Schon in Meldorf sind Leute mich übel angegangen. Dies auszuhalten, habe ich mit der Zeit lernen müssen. Wer den Kopf rausstreckt, der kriegt halt manchmal was drauf. Wenn Widerspruch aber mit Aufrufen zur Hetze und Gewalt verbunden ist, hört der Spaß auf. Da brauchen Sie dann das besonders dicke Fell. Was die Moschee anbelangt, so bin ich froh, dass sich viele unserer Position angeschlossen haben. Ich betone "unserer", weil es eine gemeinsame Erklärung von Christian Wolff und mir war. Superintendent Martin Henker spricht die gleiche klare Sprache. Interessanterweise bekommen wir sehr viel Zuspruch von außerhalb. Wichtig ist, dass wir uns von gängigen Vorurteilen befreien, von verzerrten Bildern. Auch wenn die Realität in manchen Krisengebieten anders ausschaut: Es ist die Pflicht eines jeden Muslim, den Glauben von Juden und Christen zu achten.

Wie steht es um die Ungereimtheiten zwischen St. Thomas und dem Landeskirchenamt bei der Suche nach Pfarrer Nummer zwei?

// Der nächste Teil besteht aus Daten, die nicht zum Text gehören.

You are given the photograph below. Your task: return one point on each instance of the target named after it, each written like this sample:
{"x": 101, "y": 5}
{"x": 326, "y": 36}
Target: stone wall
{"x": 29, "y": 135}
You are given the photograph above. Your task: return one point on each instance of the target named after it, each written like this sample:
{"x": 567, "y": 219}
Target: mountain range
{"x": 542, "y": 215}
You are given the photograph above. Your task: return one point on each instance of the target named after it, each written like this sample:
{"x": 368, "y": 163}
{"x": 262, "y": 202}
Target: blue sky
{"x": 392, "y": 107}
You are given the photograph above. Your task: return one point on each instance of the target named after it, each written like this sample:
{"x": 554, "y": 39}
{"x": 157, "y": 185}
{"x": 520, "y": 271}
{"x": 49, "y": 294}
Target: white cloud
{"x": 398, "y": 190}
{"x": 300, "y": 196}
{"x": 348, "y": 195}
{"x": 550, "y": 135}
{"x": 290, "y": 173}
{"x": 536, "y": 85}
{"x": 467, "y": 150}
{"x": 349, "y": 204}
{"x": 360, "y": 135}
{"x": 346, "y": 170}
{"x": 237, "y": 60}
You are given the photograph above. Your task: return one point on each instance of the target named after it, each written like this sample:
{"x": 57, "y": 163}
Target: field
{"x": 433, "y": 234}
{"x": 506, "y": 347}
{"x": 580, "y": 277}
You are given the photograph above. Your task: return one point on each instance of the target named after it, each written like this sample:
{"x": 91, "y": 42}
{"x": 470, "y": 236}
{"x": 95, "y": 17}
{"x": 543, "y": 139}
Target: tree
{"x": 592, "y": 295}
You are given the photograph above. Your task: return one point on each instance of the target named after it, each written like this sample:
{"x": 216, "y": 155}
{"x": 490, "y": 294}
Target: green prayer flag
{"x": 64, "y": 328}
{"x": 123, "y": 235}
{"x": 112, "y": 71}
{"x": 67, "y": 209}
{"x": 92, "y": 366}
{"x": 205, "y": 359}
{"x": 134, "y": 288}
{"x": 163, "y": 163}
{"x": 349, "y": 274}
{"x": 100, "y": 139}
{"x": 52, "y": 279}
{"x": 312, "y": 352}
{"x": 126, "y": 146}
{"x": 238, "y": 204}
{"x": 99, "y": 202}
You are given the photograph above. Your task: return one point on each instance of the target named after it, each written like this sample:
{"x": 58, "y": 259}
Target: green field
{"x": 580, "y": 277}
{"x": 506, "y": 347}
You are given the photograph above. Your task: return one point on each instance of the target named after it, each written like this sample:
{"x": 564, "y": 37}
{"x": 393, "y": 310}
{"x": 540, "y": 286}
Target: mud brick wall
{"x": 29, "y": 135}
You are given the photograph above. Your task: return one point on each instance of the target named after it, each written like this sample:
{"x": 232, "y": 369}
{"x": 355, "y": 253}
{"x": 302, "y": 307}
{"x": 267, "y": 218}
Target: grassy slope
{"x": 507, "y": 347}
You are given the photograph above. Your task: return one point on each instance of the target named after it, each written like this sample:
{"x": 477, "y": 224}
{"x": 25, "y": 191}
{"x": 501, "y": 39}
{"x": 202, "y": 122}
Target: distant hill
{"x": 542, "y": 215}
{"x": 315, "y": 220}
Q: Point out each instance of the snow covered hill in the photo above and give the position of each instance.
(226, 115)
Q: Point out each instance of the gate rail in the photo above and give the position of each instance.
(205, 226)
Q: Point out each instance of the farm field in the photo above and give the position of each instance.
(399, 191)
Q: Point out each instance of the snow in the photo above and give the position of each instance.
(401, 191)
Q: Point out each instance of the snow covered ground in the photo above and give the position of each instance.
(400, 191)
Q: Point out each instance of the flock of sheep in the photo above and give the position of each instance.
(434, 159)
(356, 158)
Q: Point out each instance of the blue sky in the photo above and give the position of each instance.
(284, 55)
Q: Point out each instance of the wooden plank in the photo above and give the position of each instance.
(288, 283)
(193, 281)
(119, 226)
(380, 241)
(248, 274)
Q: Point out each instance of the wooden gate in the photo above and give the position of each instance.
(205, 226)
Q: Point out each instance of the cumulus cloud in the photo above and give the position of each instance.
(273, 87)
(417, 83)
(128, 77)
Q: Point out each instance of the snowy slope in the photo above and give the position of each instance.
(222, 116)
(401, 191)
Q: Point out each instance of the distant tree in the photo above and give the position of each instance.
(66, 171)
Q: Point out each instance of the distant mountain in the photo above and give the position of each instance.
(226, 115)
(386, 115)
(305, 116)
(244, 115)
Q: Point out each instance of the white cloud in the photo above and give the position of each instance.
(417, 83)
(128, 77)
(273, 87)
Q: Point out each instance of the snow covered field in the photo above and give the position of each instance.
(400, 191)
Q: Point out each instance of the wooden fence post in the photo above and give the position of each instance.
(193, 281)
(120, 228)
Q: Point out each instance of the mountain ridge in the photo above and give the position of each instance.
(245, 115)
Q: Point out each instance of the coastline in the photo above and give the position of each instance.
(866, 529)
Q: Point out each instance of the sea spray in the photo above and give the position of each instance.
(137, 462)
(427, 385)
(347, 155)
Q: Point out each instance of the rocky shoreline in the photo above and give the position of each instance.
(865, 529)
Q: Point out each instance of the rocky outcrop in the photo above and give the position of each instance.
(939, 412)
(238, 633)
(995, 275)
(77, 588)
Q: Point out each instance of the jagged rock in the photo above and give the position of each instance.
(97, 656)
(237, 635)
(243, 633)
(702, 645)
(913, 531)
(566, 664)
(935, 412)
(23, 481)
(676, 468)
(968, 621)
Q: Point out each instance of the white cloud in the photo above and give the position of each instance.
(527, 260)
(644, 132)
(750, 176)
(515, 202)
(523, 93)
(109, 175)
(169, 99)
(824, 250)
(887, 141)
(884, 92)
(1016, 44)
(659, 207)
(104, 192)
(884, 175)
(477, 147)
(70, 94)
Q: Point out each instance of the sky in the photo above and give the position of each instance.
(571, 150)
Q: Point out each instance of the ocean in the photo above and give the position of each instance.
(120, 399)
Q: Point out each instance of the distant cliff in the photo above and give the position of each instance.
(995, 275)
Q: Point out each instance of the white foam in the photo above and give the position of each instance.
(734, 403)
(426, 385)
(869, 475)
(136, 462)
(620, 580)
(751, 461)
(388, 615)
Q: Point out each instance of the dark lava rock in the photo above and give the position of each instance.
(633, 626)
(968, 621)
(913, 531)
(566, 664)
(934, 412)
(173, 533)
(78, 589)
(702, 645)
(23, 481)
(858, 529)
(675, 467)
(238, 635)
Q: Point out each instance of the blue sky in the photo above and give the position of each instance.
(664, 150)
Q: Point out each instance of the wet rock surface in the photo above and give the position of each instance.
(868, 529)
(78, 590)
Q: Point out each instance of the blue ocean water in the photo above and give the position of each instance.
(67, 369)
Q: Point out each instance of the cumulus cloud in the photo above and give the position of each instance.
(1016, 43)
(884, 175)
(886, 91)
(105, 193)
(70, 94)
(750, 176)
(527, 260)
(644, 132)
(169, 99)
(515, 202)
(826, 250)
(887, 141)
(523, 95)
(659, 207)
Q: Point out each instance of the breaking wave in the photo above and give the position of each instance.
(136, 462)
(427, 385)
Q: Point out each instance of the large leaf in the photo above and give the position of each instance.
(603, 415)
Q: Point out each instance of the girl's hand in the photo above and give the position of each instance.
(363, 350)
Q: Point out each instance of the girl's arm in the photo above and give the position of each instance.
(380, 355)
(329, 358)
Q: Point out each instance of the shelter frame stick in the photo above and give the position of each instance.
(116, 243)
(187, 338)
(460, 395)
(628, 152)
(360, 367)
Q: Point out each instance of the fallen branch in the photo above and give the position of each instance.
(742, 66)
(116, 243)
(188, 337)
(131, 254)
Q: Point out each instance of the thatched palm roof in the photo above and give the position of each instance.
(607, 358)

Wir haben noch einmal auf den Putz geklopft und deutlich gemacht, dass es leider genau so gekommen ist, wie wir es aufgrund von Erfahrungswerten vorhergesehen haben. Zunächst einzig und allein auf geeignete Kandidaten innerhalb der sächsischen Landeskirche zu hoffen, beschert uns eine unnötige Verlängerung der Vakanz um drei Monate. Für eine Gemeinde unserer Größe ist das mehr als schmerzlich. Nun soll Mitte Februar bundesweit ausgeschrieben werden, die LVZ hat ja darüber berichtet. Bedauerlich ist nur, dass wir das noch nicht schriftlich haben.

Hätten Sie lieber eine Frau oder einen Mann an Ihrer Seite?

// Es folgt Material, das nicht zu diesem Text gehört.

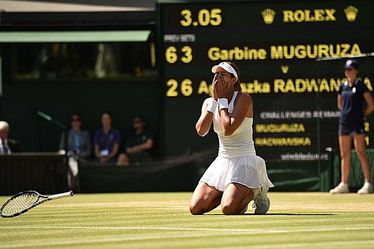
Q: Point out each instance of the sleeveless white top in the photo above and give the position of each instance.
(240, 143)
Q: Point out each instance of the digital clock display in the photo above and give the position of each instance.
(277, 47)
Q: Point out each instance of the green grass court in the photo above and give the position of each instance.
(161, 220)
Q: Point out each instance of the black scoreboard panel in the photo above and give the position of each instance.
(276, 45)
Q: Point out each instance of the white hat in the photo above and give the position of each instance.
(227, 67)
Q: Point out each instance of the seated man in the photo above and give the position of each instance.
(78, 140)
(107, 141)
(78, 146)
(7, 146)
(139, 145)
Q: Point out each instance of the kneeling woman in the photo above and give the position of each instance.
(237, 176)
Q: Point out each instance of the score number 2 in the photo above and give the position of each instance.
(185, 88)
(205, 17)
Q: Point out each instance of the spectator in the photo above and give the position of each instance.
(7, 146)
(107, 141)
(139, 145)
(78, 140)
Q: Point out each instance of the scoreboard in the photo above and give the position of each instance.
(278, 47)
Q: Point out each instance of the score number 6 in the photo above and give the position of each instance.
(171, 55)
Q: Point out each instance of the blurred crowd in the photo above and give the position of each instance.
(104, 146)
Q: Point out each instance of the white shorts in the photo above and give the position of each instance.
(249, 171)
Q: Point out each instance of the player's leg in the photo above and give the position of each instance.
(204, 199)
(359, 142)
(345, 142)
(236, 198)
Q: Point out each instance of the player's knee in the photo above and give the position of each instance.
(345, 155)
(229, 208)
(361, 153)
(196, 209)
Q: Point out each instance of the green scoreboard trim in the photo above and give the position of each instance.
(276, 45)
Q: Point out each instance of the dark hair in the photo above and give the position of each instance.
(78, 117)
(107, 113)
(139, 117)
(237, 86)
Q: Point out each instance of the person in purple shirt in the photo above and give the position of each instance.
(107, 141)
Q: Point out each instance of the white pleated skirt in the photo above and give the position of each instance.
(249, 171)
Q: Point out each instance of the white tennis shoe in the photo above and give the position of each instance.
(262, 202)
(340, 189)
(366, 189)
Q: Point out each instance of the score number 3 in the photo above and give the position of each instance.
(171, 55)
(205, 17)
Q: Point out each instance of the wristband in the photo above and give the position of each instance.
(212, 105)
(223, 103)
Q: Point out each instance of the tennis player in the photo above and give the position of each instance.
(355, 103)
(237, 176)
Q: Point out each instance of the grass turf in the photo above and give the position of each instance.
(161, 220)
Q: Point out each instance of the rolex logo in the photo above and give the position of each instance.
(268, 16)
(351, 13)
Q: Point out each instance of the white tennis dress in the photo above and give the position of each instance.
(236, 161)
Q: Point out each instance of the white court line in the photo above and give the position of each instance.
(132, 237)
(342, 243)
(235, 230)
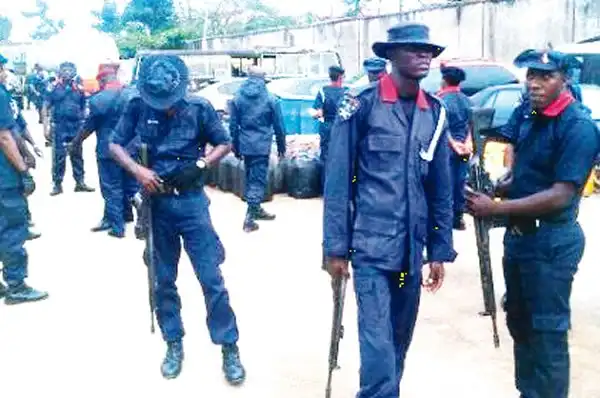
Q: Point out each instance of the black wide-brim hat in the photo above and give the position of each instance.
(163, 81)
(404, 34)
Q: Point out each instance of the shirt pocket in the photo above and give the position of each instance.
(384, 152)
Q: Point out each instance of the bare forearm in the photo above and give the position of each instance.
(218, 152)
(11, 150)
(538, 204)
(120, 155)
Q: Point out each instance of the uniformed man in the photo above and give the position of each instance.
(458, 107)
(22, 136)
(325, 108)
(67, 104)
(375, 68)
(255, 116)
(116, 186)
(15, 184)
(555, 144)
(387, 198)
(176, 131)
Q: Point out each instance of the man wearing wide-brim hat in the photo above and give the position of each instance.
(389, 157)
(175, 131)
(555, 143)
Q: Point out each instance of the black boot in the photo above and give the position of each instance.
(23, 294)
(82, 187)
(249, 222)
(171, 366)
(103, 226)
(56, 190)
(234, 371)
(262, 215)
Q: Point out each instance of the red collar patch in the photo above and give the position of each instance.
(448, 90)
(559, 104)
(389, 93)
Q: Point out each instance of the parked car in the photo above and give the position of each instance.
(480, 75)
(297, 96)
(504, 99)
(219, 93)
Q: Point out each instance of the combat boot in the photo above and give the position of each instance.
(82, 187)
(262, 215)
(22, 293)
(234, 371)
(171, 366)
(249, 222)
(56, 190)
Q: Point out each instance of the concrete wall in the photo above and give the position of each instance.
(490, 29)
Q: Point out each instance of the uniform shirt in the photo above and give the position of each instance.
(9, 176)
(67, 103)
(255, 117)
(401, 199)
(459, 108)
(106, 107)
(556, 145)
(173, 141)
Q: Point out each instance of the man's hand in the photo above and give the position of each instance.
(148, 179)
(38, 151)
(436, 277)
(28, 183)
(481, 205)
(337, 267)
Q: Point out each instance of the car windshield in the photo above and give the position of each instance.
(303, 87)
(478, 78)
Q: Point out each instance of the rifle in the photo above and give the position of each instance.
(479, 180)
(337, 329)
(143, 231)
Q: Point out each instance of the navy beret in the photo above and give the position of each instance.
(550, 61)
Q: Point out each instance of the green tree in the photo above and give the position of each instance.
(5, 28)
(47, 27)
(109, 17)
(157, 15)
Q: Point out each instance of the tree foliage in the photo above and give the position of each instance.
(5, 28)
(47, 27)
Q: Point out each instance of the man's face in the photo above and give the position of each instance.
(412, 61)
(544, 87)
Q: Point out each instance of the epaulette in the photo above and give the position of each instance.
(351, 102)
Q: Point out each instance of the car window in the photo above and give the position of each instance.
(504, 104)
(479, 77)
(230, 88)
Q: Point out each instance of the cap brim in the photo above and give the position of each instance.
(381, 49)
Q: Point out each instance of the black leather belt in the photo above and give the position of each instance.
(529, 226)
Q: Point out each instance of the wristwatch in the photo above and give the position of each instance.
(201, 163)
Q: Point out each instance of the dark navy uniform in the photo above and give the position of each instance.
(459, 108)
(255, 118)
(541, 255)
(13, 217)
(176, 132)
(116, 186)
(328, 100)
(67, 103)
(399, 204)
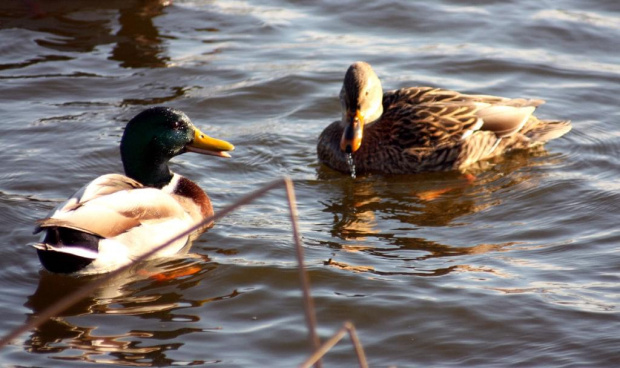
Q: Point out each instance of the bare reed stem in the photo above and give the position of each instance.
(332, 341)
(303, 275)
(76, 296)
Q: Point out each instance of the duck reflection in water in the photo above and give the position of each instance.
(147, 292)
(375, 216)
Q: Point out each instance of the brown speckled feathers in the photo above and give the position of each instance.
(432, 129)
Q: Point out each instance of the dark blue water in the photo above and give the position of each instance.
(521, 267)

Für die Gemeinde wäre es sicherlich gut, wenn die zweite Pfarrstelle von einem Mann besetzt würde.

Wie überbrücken Sie die Phase der Vakanz?

Stephan Bickhardt, den Leipzigern als Polizeiseelsorger bekannt, wird uns in dieser Zeit unterstützen. Darüber bin ich sehr froh.

Was vermissen Sie in Leipzig, was für Sie in Meldorf eine feste Burg war?

Nichts, Wasser gibt es ja auch hier. In Meldorf war mir von Anfang an klar, dass es irgendwann weitergeht, dass es den Ortswechsel gibt. In Leipzig habe ich so noch nie empfunden. Thomas muss man schon zu seiner Lebensaufgabe machen.